70 anni fa, il 27 gennaio 1945, furono abbattuti i cancelli del campo di sterminio di Auschwitz e l’orrore del genocidio nazista venne rivelato al mondo. Per questo, dal 2005, è il giorno che le Nazioni Unite hanno scelto come “Giornata della Memoria”.
Rolling Stone ha scelto di affidare la memoria della Shoah alla musica, grazie a Francesco Lotoro, insegnante di pianoforte al conservatorio di Foggia che ha dedicato la sua vita a scovare e far rinascere partiture musicali scritte da ebrei ed internati.
Loro non sono sopravvissuti all’orrore, ma la loro musica sì. Il professor Lotoro si è avvicinato per curiosità a questo mondo di spartiti scritti e dispersi ovunque, dai nastri alla carta igienica; una curiosità che pian piano è diventata missione etica, umana ed artistica. È partito per la prima volta nel 1990 e non si è più fermato.
Ha incontrato le famiglie dei deportati e ha trascritto più di 4.000 opere su pentagramma (ne sono nati 24 cd prodotti dall’associazione Musikstrasse): moltissime le trovate nell’Enciclopedia Thesaurus Musicae Concentrationariae (Kz Music) ma sono più di 13.000 quelle ancora da decifrare. Un lavoro che impegna le notti di Francesco, nel suo appartamento di Barletta stracolmo di materiale.

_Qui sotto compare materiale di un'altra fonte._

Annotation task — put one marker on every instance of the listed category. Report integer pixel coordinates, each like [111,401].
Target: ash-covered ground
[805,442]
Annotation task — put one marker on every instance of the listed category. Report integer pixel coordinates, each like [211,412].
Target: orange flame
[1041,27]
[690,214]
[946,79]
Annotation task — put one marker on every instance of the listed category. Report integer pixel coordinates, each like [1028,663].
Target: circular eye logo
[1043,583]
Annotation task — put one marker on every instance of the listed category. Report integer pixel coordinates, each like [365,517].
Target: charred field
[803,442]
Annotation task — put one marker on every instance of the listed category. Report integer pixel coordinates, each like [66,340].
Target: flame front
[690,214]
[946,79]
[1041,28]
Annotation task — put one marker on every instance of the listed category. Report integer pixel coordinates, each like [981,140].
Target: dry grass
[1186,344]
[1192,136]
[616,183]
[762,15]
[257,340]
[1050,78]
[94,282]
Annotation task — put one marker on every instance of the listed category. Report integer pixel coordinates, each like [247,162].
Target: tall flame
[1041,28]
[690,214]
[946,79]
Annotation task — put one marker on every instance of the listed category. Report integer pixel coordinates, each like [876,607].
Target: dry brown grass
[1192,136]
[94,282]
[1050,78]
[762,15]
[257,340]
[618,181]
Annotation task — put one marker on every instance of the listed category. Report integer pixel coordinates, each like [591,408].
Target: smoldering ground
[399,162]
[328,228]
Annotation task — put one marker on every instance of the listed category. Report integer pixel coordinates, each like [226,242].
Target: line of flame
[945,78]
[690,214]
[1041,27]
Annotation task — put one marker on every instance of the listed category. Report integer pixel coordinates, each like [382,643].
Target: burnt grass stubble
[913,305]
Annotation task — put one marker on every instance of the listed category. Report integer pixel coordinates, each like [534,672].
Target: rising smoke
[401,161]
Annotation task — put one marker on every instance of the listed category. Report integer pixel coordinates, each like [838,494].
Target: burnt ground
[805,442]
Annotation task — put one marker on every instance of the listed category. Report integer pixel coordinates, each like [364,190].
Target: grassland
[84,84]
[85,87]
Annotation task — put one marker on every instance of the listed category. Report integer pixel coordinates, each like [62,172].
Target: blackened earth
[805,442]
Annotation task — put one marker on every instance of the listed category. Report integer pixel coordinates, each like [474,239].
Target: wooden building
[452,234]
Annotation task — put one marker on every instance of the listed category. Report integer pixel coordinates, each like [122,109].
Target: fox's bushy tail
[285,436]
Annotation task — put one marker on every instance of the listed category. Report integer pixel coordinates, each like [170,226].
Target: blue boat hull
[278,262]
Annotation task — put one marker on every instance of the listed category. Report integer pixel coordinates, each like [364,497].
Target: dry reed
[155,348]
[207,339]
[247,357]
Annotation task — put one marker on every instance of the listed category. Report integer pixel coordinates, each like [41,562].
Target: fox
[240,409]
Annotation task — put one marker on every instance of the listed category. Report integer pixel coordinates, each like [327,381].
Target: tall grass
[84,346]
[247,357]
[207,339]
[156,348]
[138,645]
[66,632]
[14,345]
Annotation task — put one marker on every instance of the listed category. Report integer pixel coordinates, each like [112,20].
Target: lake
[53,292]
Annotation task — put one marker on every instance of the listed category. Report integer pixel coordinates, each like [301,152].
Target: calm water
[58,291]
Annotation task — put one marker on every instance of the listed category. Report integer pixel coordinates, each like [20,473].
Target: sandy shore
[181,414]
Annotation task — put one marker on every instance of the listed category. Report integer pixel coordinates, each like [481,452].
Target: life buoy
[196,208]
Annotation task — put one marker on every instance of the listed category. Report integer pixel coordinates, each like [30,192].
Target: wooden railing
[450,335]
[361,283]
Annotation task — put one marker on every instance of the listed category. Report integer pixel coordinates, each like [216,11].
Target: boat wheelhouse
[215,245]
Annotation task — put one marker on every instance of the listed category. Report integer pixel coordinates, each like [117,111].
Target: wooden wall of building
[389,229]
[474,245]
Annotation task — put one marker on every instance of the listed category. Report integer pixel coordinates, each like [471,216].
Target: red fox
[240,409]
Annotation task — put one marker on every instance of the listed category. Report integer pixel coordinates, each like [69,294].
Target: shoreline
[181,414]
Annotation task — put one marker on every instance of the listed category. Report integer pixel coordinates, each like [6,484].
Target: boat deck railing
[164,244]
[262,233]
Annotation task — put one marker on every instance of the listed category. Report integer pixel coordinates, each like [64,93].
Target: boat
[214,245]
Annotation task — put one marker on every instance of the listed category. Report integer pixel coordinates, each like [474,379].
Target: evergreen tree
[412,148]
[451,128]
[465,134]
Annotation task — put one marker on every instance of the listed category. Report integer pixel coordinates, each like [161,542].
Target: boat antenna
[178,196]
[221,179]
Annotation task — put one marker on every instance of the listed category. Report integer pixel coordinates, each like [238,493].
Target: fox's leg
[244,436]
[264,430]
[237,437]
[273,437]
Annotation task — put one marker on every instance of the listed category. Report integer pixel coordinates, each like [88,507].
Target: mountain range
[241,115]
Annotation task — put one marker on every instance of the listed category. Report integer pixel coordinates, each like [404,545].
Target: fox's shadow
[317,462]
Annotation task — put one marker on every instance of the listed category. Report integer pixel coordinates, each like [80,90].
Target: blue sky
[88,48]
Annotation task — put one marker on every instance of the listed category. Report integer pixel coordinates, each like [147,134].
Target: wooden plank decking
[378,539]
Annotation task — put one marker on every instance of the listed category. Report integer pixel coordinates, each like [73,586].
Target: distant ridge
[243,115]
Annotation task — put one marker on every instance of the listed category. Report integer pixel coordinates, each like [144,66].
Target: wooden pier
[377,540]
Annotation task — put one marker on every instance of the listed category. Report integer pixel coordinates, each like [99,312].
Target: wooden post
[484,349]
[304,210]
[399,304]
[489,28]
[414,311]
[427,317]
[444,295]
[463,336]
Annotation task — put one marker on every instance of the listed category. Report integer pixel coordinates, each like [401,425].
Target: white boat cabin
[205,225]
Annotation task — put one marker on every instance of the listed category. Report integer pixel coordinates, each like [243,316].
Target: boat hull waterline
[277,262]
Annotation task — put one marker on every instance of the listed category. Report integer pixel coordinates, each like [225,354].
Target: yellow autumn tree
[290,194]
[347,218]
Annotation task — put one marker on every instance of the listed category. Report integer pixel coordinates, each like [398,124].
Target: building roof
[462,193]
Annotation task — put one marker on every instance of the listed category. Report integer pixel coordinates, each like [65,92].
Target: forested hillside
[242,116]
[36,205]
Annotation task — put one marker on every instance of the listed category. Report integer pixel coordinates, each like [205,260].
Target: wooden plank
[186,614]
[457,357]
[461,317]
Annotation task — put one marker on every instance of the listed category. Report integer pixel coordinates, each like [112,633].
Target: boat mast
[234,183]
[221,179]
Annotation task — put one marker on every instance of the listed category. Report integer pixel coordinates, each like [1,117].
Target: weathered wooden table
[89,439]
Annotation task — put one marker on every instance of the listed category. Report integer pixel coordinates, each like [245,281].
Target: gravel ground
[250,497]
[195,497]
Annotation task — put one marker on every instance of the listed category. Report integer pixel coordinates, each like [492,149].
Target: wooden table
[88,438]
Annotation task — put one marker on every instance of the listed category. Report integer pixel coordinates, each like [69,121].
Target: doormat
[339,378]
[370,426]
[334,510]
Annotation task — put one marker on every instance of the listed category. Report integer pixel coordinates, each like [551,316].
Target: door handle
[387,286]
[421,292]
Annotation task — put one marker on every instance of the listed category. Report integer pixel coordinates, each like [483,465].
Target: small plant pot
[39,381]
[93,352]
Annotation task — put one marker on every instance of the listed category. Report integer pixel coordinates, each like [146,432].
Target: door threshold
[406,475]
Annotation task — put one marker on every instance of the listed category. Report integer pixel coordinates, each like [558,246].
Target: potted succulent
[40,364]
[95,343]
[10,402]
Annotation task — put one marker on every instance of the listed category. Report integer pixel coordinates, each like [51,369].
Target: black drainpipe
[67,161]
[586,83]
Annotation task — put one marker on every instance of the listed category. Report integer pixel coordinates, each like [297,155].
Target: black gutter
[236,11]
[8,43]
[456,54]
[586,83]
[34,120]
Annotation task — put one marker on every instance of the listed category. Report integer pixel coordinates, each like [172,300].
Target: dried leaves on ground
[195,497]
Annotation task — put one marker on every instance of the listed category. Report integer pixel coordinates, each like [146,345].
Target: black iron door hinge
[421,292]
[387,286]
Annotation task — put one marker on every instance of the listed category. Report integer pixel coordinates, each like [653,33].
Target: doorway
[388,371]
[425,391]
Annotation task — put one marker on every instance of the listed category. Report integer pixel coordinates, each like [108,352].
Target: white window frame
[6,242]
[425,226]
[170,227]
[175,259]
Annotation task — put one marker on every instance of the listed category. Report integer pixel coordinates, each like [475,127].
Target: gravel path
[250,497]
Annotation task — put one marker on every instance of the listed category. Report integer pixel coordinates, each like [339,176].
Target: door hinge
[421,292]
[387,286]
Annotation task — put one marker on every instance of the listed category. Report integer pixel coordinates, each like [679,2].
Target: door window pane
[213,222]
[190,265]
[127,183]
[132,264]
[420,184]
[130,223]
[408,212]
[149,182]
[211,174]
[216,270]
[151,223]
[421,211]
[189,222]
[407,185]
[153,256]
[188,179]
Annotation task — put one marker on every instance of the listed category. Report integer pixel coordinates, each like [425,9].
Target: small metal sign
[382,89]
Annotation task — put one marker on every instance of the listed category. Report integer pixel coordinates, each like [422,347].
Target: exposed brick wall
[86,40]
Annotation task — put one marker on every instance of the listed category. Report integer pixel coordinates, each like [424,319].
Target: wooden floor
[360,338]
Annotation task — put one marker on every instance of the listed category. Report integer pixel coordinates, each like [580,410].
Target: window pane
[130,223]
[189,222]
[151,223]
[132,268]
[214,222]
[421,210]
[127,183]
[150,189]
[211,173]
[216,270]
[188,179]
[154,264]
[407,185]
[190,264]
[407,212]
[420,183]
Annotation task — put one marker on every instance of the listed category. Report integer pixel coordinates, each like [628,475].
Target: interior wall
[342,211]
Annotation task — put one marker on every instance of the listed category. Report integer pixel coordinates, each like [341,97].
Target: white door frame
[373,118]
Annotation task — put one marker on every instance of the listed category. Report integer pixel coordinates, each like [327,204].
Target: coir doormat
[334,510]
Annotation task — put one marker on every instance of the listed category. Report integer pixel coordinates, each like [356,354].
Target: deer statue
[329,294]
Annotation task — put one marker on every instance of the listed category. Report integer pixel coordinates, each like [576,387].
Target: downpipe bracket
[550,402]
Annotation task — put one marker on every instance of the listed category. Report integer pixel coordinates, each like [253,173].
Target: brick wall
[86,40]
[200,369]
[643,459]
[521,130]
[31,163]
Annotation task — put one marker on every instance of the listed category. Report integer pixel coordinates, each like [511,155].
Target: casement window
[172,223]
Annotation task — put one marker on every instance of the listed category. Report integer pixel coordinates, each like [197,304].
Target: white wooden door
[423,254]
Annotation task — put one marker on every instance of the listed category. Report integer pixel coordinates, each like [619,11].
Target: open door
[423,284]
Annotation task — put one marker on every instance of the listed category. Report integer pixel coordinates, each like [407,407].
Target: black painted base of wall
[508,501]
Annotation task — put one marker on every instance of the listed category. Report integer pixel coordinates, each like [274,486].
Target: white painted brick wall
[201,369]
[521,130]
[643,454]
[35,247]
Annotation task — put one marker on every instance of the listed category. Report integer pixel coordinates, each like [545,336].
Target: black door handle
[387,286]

«Fare musica è da sempre una esigenza intellettuale e spirituale dell’uomo; deportazione, cattività, lavoro coatto e altre forme di costrizione fisica e psicologica non ostacolarono ma anzi incoraggiarono i processi di creazione artistica», dice Lotoro. È quello che è successo anche nei lager del Terzo Reich, dove spesso erano presenti strumenti musicali e si improvvisavano formazioni musicali che suonavano all’arrivo dei treni pieni di deportati. All’inizio era una strategia per celare quello che stava per succedere. Ora è il modo in cui l’arte è sopravvissuta alla furia dello sterminio nazista.